Santo Padre!
Meu nome é Irmã Ljubica Šekerija. Pertenço à Congregação das Filhas do
Amor Divino. Antes da guerra, por mais de cinquenta anos as Irmãs da minha
Congregação cuidavam das pessoas idosas e deficientes, no território de
Travnik, na Bósnia central, arquidiocese de Vrbosnia. Trabalhei durante cinco
anos no sanatório civil, que abrigava pacientes de diversas nações e
confissões, sobretudo, muçulmanos. Quando rebentou a guerra na Bósnia e Herzegovina,
apareceram milicianos provenientes de alguns países árabes do Oriente Médio.
No dia da festa da Santa Teresa d’Ávila, 15 de outubro de 1993, por
volta das onze horas da manhã, cinco milicianos estrangeiros, todos armados,
invadiram a casa paroquial, onde eu estava preparando o almoço para os
sacerdotes, padre Vinko Vidaković e padre Pavo Nikolić, os únicos que
permaneceram no território de Travnik. Os milicianos me obrigaram a ir com
eles. Com a coerção física, eles me fizeram subir num caminhão. Ao redor do
caminhão estavam reunidos os cidadãos não
cristãos de Travnik que, zombando de
mim, aplaudiam o ato daqueles milicianos armados. No caminhão, encontrei o
pároco de Travnik, padre Vinko Vidaković, que, na época, estava muito doente, e
três leigos, que trabalhavam na Caritas paroquial. Vendaram-me os olhos com o
meu hábito religioso e fizeram o mesmo com os outros, com as suas vestes. O
caminhão parou no quartel general deles, que se encontrava numa aldeia chamada
Mehurići, próxima de Travnik. Eles nos trancaram num aposento e ali nos tiraram
as vendas dos olhos e tomaram os nossos objetos pessoais. No meu bolso,
encontraram o Terço. Os milicianos obrigaram o pároco, padre Vinko, a
espezinhar o meu Terço com os seus sapatos. Ele se recusou. Um dos milicianos,
desembainhando a sua espada, ameaçou o pároco de massacrar-me, se não
espezinhasse e profanasse o Terço. Então, eu disse ao pároco: “Padre Vinko,
deixe que me matem; mas, por amor de Deus, não esmague o nosso objeto sagrado!”
Por fim, um deles tomou o Terço e o
lançou por terra, sobre o pavimento, saindo do aposento e deixando-nos sós.

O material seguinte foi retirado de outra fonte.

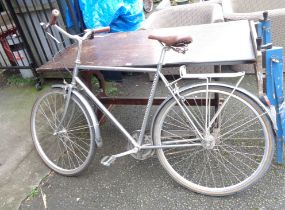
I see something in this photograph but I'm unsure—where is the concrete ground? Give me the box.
[0,75,285,210]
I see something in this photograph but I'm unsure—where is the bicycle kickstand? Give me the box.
[101,148,139,166]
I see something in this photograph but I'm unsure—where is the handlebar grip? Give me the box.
[48,9,60,26]
[92,26,110,33]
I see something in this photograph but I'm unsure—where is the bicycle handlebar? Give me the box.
[41,9,110,41]
[45,9,60,29]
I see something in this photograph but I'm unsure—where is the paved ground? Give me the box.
[0,75,280,210]
[0,87,49,209]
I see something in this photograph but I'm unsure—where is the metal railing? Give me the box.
[0,0,84,76]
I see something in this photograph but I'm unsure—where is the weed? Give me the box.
[28,186,40,198]
[7,74,35,87]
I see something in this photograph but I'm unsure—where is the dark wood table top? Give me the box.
[38,20,256,71]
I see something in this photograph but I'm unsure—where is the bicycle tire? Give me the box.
[31,89,96,176]
[152,85,274,196]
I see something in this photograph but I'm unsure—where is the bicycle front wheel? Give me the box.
[31,89,95,176]
[153,85,274,196]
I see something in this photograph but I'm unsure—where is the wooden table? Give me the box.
[37,20,256,110]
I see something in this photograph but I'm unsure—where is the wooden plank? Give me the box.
[38,20,256,71]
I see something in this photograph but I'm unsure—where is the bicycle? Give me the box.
[31,10,274,196]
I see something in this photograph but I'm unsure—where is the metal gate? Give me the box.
[0,0,84,77]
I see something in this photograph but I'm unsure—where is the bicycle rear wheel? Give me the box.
[31,89,95,176]
[153,86,274,196]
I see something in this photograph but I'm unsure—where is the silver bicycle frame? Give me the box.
[50,25,241,150]
[70,47,203,149]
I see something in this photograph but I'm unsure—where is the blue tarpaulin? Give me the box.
[67,0,144,32]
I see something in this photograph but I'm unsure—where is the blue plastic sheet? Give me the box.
[67,0,144,32]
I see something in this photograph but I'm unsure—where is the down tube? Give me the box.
[75,77,139,147]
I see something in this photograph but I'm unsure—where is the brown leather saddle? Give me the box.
[148,35,193,47]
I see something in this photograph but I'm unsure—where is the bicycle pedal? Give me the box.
[101,155,116,166]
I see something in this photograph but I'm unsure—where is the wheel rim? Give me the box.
[155,87,270,195]
[32,91,94,175]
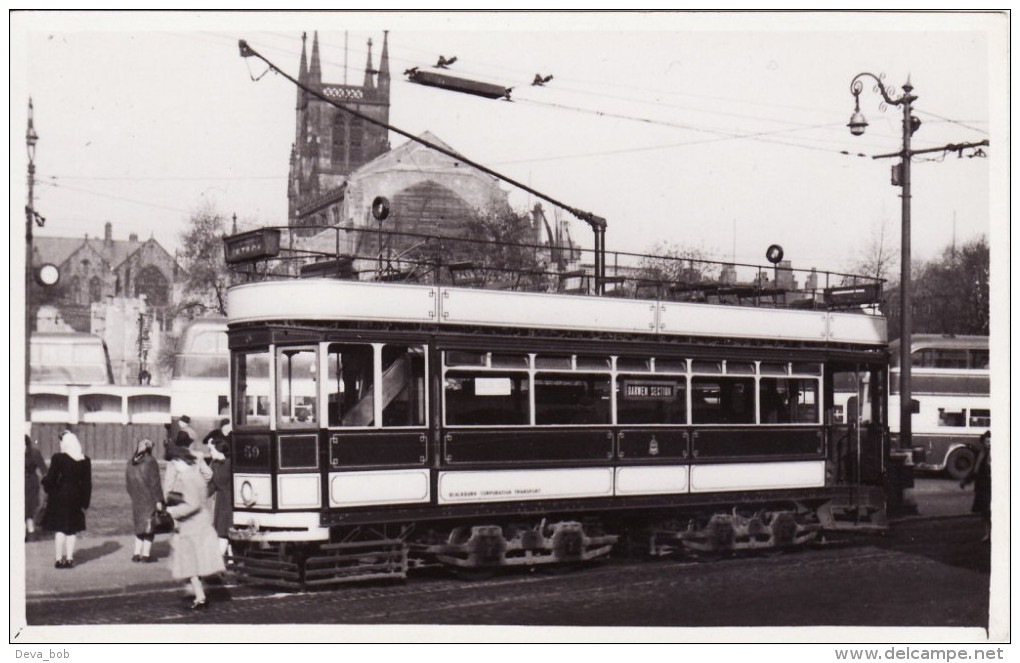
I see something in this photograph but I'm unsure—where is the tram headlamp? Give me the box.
[372,196,390,221]
[765,244,782,264]
[241,481,258,507]
[35,262,60,288]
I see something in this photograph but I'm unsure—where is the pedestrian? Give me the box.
[124,440,163,562]
[24,436,46,541]
[209,436,234,557]
[166,445,225,610]
[43,430,92,568]
[960,430,991,542]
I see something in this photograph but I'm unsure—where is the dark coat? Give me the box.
[24,446,46,520]
[43,453,92,534]
[124,454,163,537]
[209,458,234,539]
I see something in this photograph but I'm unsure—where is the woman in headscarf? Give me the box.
[124,440,163,562]
[165,445,225,610]
[24,436,46,541]
[43,430,92,568]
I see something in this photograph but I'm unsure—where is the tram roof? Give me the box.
[227,278,886,346]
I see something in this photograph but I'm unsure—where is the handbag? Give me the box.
[145,509,173,534]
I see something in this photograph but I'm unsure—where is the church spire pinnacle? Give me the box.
[379,30,390,86]
[308,30,322,84]
[364,38,375,89]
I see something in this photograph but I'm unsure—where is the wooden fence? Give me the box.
[32,422,172,462]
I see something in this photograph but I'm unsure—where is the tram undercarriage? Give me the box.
[230,500,884,591]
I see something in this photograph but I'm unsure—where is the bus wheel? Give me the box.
[946,447,974,480]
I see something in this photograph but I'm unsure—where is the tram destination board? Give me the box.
[223,228,279,264]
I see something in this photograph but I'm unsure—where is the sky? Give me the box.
[11,12,1008,270]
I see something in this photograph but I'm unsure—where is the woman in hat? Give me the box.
[43,430,92,568]
[124,440,163,562]
[165,445,225,610]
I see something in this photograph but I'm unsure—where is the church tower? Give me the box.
[287,32,390,225]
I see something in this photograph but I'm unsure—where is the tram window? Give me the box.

Imediatamente, eu recolhi os pedaços do Terço e com as unhas rasguei o colchão,
escondendo dentro dele as contas do Terço. Pouco depois, os milicianos
retornaram e perguntaram, primeiro ao pároco e depois a mim, quantos filhos nós
tínhamos e, se tínhamos os pais, onde se encontravam. Respondemos que não
tínhamos filhos. Um deles viu o anel no meu dedo e quis tirá-lo, ordenando-me
que o fizesse logo. Então, eu tirei o meu anel religioso, tão íntimo e sagrado
para mim, e o entreguei aos soldados. Foi muito difícil para mim ... A este
ponto, um dos milicianos estrangeiros, em bósnio forçado, me disse: “Vocês não
têm pai ou mãe? Vejam, o fuzil metralhadora é a minha mamãe, o meu papai, a
minha mulher e os meus filhos”. Os milicianos nos provocavam constantemente e
nos humilhavam, dirigindo-nos palavras obscenas e vulgares, depois nos
espancaram com pontapés e pancadas. Nestes momentos difíceis, o pároco padre
Vinko, nos disse a voz baixa: “Não temam; já dei a absolvição a todos. Agora,
estamos prontos para morrer em paz!”. Estas palavras foram para todos nós uma
consolação imensa. Naquela noite, todos nos espancaram. Um dos milicianos me
perguntou o meu nome. Respondi que me chamo Ivka. Ele, rodeando-me, replicou:
“De agora em diante, não serás mais Ivka, mas Emšihata”.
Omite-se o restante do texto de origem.